A Ratio of Balance to Limits

Simply dividing your current credit card amount by your available credit limit gives you your balance/limit ratio, also known as your credit usage ratio. This ratio is significant because creditors and lenders use it when determining whether or not to provide you extra credit or a loan. They like seeing that you are making responsible use of the credit you already have available.

The percentage of your available credit being used is the foundation for thirty percent of your credit score. Creditors like to see a low balance in contrast with your limit when evaluating your balance-to-limit ratio. Your credit score will drop if the ratio of your current amount to your credit limit continues to rise, indicating that you are getting closer to the point when you will max out your available credit.

Reasons for Keeping a Credit Card Open

Therefore, before you close an account for one of your credit cards, you should carefully examine your credit report and evaluate the potential impact that this action may have on your credit score. There are occasions in which there are valid justifications for maintaining an active account.

  • Instead of Closing a Card, Consider This
  • You may take an alternative course of action, broken down into five distinct situations.
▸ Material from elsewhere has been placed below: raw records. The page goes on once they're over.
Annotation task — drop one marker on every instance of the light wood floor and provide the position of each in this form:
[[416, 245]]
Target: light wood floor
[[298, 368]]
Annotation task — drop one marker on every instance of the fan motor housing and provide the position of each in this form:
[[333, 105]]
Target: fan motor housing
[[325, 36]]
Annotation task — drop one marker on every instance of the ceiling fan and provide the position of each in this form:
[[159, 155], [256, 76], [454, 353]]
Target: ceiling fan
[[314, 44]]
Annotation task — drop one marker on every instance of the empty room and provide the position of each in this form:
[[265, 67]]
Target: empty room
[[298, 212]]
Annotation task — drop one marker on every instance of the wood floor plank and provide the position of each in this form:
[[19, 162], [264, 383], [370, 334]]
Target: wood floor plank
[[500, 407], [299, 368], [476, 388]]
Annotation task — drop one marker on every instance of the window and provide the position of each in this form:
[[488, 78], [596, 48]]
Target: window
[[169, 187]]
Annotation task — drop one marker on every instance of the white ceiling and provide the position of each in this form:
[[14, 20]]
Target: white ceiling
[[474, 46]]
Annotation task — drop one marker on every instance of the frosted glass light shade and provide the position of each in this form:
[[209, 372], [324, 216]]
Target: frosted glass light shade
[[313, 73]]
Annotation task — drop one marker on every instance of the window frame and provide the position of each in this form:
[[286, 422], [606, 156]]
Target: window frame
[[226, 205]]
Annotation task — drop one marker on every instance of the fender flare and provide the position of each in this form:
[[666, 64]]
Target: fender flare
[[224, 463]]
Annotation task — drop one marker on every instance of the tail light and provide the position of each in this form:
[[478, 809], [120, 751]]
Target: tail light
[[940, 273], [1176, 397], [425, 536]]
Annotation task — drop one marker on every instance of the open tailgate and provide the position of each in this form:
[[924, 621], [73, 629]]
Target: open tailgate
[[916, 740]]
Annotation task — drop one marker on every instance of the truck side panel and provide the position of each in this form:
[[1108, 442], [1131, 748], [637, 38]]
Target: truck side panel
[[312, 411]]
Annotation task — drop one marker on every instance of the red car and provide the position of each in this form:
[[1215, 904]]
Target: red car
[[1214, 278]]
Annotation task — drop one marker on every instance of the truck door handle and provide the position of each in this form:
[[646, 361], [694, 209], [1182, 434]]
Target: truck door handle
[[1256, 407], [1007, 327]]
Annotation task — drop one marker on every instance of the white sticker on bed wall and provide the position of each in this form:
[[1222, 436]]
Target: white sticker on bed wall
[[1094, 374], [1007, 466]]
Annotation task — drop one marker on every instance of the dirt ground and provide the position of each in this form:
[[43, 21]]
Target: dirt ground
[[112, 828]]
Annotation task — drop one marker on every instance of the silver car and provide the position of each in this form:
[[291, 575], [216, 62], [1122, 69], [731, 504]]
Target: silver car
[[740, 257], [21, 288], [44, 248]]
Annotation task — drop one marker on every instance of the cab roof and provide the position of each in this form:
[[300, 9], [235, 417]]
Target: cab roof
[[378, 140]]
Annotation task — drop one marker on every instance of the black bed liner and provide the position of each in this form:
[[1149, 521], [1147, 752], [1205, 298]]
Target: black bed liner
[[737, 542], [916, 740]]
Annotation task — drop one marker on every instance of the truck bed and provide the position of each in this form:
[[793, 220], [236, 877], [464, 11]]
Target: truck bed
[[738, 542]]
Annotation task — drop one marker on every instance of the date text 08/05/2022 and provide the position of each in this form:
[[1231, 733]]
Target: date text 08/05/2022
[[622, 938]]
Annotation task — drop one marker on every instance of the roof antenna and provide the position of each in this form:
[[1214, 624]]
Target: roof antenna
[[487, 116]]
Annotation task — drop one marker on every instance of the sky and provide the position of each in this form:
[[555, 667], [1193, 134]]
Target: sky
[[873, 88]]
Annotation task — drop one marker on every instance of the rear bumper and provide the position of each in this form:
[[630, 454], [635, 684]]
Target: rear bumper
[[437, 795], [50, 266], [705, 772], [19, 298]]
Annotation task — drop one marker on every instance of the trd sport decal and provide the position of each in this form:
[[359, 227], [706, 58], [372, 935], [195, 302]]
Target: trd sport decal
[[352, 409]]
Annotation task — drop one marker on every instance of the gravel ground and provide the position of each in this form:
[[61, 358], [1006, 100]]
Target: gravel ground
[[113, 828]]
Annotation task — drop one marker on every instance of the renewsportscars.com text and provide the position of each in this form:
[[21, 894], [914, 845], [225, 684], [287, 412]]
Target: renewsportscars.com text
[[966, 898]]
When You Want to Rein in Spending

If you want to prevent any future spending on the card, tearing it up may be a better option than canceling the account since it will make it more difficult for you to spend money. Doing so can prevent a potential blow to your credit rating, which might put your ability to meet future financial obligations at risk.

When You Have an Inactive Card

If the credit card doesn't charge an annual fee, it can be in your best interest to keep it open. This is particularly true if you've had it for a long since this will ensure that the history of the card is included in your credit report. Maintaining an open account may also benefit your credit score in another manner, and that is by reducing the percentage of your available credit that is being used.